Katalog przesłanek zakazu dyskryminacji przewidziany w ustawie o wdrożeniu niektórych przepisów Unii Europejskiej w zakresie równego traktowania ma charakter zamknięty (art. 1). Ustawa ogranicza się do prostej implementacji rozwiązań zawartych w dyrektywach, które nie przewidują otwartego katalogu przesłanek nierównego traktowania. Z tego punktu widzenia rozwiązania przyjęte w Kodeksie pracy są korzystniejsze dla pracowników -ochrona przed nierównym traktowaniem jest pełniejsza. Otwarty katalog niedozwolonych kryteriów dyskryminujących zawarty w Kodeksie pracy stwarza niekiedy problemy, zwłaszcza gdy pracownik subiektywnie czuje się dyskryminowany, ale nie potrafi wskazać (podać) żadnej z przyczyn dyskryminacji wymienionych w art. 11 (3) k.p. i art. 18 (3a) § l k.p. (są nimi: płeć, wiek, niepełnosprawność, rasa, religia, narodowość, przekonania polityczne, przynależność związkowa, pochodzenie etniczne, wyznanie, orientacja seksualna, zatrudnienie na czas określony lub nieokreślony albo w pełnym lub niepełnym wymiarze czasu pracy).

W ocenie Sądu natomiast powód winien wskazać, oprócz tego, że uważa, że był dyskryminowany, również przyczyny nierównego traktowania. Ma to odpowiednio ukierunkować postępowanie dowodowe oraz umożliwić pozwanemu pracodawcy podjęcie obrony i wykazanie, że nie stosował w stosunku do pracownika powoływanego przez niego kryterium dyskryminującego.

W wyroku z 3 września 2010 r., I PK 72/10 (LEX nr 653657) Sąd Najwyższy przyjął, że dyskryminowaniem w rozumieniu art. 18 (3a) § l k.p. jest nierówne traktowanie w zatrudnieniu z przyczyn określonych w tym przepisie; nie jest wystarczające powołanie się przez pracownika na bliżej nieokreślone "podłoże dyskryminacyjne". Do naruszenia zasady niedyskryminacji w zatrudnieniu może dojść tylko wtedy, gdy zróżnicowanie sytuacji pracowników wynika wyłącznie z zastosowania przez pracodawcę niedozwolonego przez ustawę kryterium (por. wyrok SN z 28 maja 2008 r., I PK 259/07, ONNP 2009, nr 19-20, póz. 256).

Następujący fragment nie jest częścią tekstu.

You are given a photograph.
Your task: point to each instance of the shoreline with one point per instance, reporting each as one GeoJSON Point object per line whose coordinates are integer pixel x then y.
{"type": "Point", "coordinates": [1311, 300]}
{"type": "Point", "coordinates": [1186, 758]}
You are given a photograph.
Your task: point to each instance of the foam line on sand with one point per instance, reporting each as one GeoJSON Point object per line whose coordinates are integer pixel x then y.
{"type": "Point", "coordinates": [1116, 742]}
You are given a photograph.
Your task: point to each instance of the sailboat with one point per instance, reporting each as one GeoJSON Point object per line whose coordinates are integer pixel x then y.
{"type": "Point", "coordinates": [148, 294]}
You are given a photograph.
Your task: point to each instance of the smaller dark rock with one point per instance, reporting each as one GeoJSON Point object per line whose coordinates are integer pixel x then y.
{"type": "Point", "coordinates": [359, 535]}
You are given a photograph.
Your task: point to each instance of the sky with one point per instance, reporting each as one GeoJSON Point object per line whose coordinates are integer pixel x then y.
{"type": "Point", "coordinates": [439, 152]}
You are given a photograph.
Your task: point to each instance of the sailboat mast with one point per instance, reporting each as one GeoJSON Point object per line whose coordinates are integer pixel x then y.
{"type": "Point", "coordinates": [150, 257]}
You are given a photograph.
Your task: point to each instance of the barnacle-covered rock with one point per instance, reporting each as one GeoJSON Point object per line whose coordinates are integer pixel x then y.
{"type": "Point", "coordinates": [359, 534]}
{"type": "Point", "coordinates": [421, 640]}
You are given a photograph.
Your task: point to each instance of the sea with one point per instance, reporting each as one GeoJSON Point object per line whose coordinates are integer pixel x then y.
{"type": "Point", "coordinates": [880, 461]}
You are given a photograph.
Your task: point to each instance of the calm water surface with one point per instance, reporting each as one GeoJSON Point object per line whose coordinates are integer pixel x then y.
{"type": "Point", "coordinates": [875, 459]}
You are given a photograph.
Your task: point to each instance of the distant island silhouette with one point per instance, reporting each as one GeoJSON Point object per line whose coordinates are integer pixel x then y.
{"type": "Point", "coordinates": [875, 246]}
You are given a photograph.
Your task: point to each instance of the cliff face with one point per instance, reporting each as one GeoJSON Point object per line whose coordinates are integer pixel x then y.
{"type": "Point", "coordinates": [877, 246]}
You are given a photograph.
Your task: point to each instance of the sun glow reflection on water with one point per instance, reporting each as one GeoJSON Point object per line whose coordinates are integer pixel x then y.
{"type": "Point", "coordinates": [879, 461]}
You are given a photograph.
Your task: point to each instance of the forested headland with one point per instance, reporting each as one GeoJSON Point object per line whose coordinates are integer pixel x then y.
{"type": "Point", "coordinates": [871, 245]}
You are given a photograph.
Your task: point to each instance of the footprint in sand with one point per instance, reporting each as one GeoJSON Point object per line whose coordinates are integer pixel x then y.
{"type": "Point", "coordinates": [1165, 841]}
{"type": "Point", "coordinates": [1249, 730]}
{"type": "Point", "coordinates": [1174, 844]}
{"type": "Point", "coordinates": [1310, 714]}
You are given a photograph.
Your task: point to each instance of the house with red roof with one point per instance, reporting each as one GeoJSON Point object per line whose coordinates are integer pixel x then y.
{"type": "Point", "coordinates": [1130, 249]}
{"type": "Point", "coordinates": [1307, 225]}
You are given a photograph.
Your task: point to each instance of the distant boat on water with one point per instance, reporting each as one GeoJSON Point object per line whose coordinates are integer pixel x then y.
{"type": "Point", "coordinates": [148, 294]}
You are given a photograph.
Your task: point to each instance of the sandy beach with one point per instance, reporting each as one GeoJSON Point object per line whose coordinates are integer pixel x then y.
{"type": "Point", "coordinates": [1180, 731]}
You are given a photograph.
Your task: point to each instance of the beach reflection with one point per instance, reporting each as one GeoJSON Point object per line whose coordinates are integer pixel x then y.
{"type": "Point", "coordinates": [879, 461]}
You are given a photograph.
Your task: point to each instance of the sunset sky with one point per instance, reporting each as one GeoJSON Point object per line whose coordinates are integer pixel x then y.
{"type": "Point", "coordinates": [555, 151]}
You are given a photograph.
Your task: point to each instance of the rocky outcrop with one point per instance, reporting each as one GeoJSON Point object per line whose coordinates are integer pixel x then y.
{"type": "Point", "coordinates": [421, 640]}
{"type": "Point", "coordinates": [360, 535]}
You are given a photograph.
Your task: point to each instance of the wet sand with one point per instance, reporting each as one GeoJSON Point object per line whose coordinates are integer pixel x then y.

W tym ostatnim wyroku Sąd Najwyższy stwierdził, że dyskryminacja jest kwalifikowaną postacią nierównego traktowania, oznacza zatem nieusprawiedliwione obiektywnymi powodami gorsze traktowanie pracownika ze względu na cechy lub właściwości dotyczące go osobiście, przykładowo wymienione w art. 18 (3a) § l k.p., bądź ze względu na zatrudnienie na czas określony lub nieokreślony albo w pełnym lub w niepełnym wymiarze czasu pracy.

Za dyskryminację w zatrudnieniu uważa się niedopuszczalne różnicowanie sytuacji prawnej pracowników według negatywnych i zakazanych kryteriów.

Nie stanowi natomiast dyskryminacji nierówność niepodyktowana przyczynami uznanymi za dyskryminujące, nawet jeżeli pracodawcy można przypisać naruszenie zasady równego traktowania (równych praw) pracowników, określonej w art. 11 2 k.p. (por. m.in. wyroki SN z 12 grudnia 2001 r., I PKN 182/01, OSNP, 2003 nr 23, póz. 571; z 23 stycznia 2002 r., I PKN 816/00, OSNP, 2004 nr 2, póz. 32; z 17 lutego 2004 r., I PK 386/03, OSNP 2005, nr l, póz. 6; z 5 maja 2005, III PK 14/05, OSNP 2005, nr 23, póz. 376; z 10 października 2006 r., I PK 92/06, Monitor Prawa Pracy 2007, nr l, póz. 32 oraz z 9 8 stycznia 2007 r., II PK 180/06, OSNP 2008 nr 3-4, póz. 36). W sytuacji, w której pracownik zarzuca naruszenie przepisów odnoszących się do dyskryminacji, powinien więc stosownie do art. 18 (3b) § l k.p. wskazać przyczynę (kryterium), ze względu na którą był lub jest dyskryminowany.

W niniejszej sprawie profesjonalny pełnomocnik powoda, nawet po wyraźnym wskazaniu przez sąd na rozprawie w dniu 16 listopada 2015 r., co jest zdaniem powoda kryterium dyskryminacyjnym, nie potrafił wskazać żądnego kryterium dyskryminacji, podnosząc jedynie, że „ zasadniczo jakakolwiek nierówność w traktowaniu pracowników sama przez się uzasadnia zarzut dyskryminacji”.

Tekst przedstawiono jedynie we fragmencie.